Ford's answer to that question is, basically, to provide planners with a list of common countermeasures to their most persistent problems — say, installing a flashing pedestrian beacon at a segment of road where walkers are frequently hit — and then using industry-standard formulas to automatically estimate the potential cost savings of that countermeasure over time. (The same software will even estimate how many human lives might likely be saved by a particular bit of good road design — though Coplai is smart to recognize that, depressingly, the human argument alone isn't always enough to get a project funded.)
Safety Insights itself doesn't recommend one redesign over another, but Coplai hopes that it could help planners make the case for good design in dollars and cents.
"From my perspective, there’s no amount of artificial intelligence that could replace a planner or engineer," said Coplai. "But that doesn’t mean that there’s not a role to play for data analysis like this. We’re not reinventing the wheel here; we're relying on best-practice methods to estimate savings for various solutions, and doing it quickly...If a planner wants to implement that solution, it gives him or her a tool to help make the case for it in terms of crash savings and societal costs."
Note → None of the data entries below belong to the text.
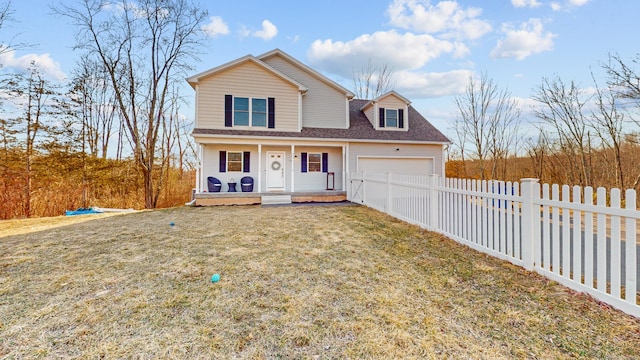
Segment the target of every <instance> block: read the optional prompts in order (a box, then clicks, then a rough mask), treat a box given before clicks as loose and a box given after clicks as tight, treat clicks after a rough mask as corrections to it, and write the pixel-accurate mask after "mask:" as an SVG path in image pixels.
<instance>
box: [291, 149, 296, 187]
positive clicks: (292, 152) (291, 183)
mask: <svg viewBox="0 0 640 360" xmlns="http://www.w3.org/2000/svg"><path fill="white" fill-rule="evenodd" d="M295 153H296V146H295V145H293V144H291V192H294V191H296V189H295V178H294V177H295V173H296V172H295V166H294V163H293V159H294V156H295Z"/></svg>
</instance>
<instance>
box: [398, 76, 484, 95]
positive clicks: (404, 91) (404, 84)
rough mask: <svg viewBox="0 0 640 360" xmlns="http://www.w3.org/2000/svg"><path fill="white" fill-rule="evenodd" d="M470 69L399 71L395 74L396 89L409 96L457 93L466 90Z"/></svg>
mask: <svg viewBox="0 0 640 360" xmlns="http://www.w3.org/2000/svg"><path fill="white" fill-rule="evenodd" d="M471 74H472V71H470V70H453V71H448V72H443V73H426V72H422V73H421V72H409V71H399V72H397V73H395V74H394V80H395V84H396V90H397V91H398V92H399V93H401V94H402V95H404V96H407V97H409V98H433V97H440V96H451V95H457V94H460V93H462V92H463V91H464V89H465V87H466V86H467V83H468V82H469V76H470V75H471Z"/></svg>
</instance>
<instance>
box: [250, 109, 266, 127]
mask: <svg viewBox="0 0 640 360" xmlns="http://www.w3.org/2000/svg"><path fill="white" fill-rule="evenodd" d="M251 125H252V126H267V114H261V113H255V112H254V113H253V118H252V119H251Z"/></svg>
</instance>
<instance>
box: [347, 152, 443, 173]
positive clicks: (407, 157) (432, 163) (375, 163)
mask: <svg viewBox="0 0 640 360" xmlns="http://www.w3.org/2000/svg"><path fill="white" fill-rule="evenodd" d="M358 172H368V173H392V174H402V175H431V174H433V173H434V172H433V158H428V157H372V156H359V157H358Z"/></svg>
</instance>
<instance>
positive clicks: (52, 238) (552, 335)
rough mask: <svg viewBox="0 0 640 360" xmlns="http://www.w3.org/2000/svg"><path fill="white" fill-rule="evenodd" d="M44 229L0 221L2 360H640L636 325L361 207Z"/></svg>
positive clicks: (425, 231)
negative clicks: (195, 358) (149, 359)
mask: <svg viewBox="0 0 640 360" xmlns="http://www.w3.org/2000/svg"><path fill="white" fill-rule="evenodd" d="M56 219H58V223H59V222H64V221H71V222H74V223H70V224H65V225H64V226H57V227H56V226H55V225H56ZM56 219H40V220H28V221H30V222H33V223H30V224H28V225H26V228H28V229H26V230H25V226H20V225H19V224H18V223H13V224H12V228H13V229H14V230H13V231H9V230H7V229H9V226H8V225H9V223H8V222H0V357H6V358H10V359H13V358H75V357H77V358H128V357H130V358H143V359H157V358H177V359H186V358H189V359H193V358H203V359H210V358H215V359H230V358H257V359H261V358H264V359H271V358H305V359H306V358H310V359H316V358H317V359H348V358H351V359H360V358H368V359H370V358H375V359H391V358H438V359H439V358H456V359H458V358H473V359H483V358H491V359H495V358H509V359H511V358H523V359H528V358H540V359H559V358H632V357H636V356H640V355H639V354H640V321H639V320H638V319H635V318H633V317H631V316H627V315H625V314H623V313H621V312H619V311H615V310H612V309H610V308H609V307H607V306H603V305H601V304H599V303H597V302H595V301H594V300H592V299H591V298H589V297H586V296H584V295H581V294H576V293H574V292H571V291H569V290H567V289H566V288H564V287H562V286H559V285H557V284H556V283H553V282H551V281H549V280H546V279H544V278H542V277H541V276H538V275H536V274H533V273H529V272H526V271H524V270H523V269H520V268H518V267H515V266H513V265H511V264H509V263H506V262H503V261H499V260H496V259H493V258H490V257H488V256H485V255H483V254H480V253H478V252H475V251H473V250H470V249H468V248H466V247H463V246H460V245H458V244H457V243H455V242H454V241H452V240H449V239H446V238H444V237H441V236H439V235H435V234H433V233H430V232H427V231H425V230H422V229H420V228H418V227H416V226H412V225H408V224H406V223H403V222H401V221H398V220H395V219H393V218H391V217H388V216H386V215H384V214H381V213H379V212H377V211H374V210H371V209H368V208H365V207H361V206H355V205H354V206H288V207H269V208H261V207H259V206H244V207H211V208H188V207H185V208H174V209H168V210H158V211H148V212H139V213H134V214H126V215H122V216H114V217H96V218H92V217H89V219H88V221H84V222H76V221H75V220H70V219H68V218H64V217H62V218H56ZM78 220H80V219H78ZM44 222H48V225H47V226H46V228H44V227H43V228H40V227H38V226H37V224H38V223H41V224H44ZM171 222H174V223H175V226H173V227H172V226H170V223H171ZM29 227H30V228H29ZM15 229H22V230H21V231H18V230H15ZM16 232H22V233H19V234H11V233H16ZM214 273H219V274H220V275H221V280H220V281H219V282H217V283H211V281H210V278H211V275H212V274H214Z"/></svg>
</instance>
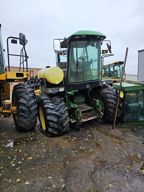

Planners themselves are understandably reluctant to welcome the automaker as an ally in the fight to build safer cities, even if Ford itself has rebranded itself as a full-service mobility company in recent years. Some planners we spoke to for this story were skeptical that Safety Insights' "industry standard" algorithms would adequately emphasize the needs of non-drivers, or adequately account for the less easily quantifiable benefits of making streets safe for people — far beyond the money saved in avoided car crashes.
"Any source of information or analysis from the auto industry is suspect in my mind, especially [given the past] advertising from Ford about 'petextrians' and the histories these companies have in lobbying against the safety and rights of vulnerable road users," Kostelec said. "[But] it could help automate what historically is done through intense academic study."
Ultimately, it will be up to street safety advocates to decide whether they agree — and whether the enormous power of companies like Ford can be harnessed to build a world that's safer for everyone.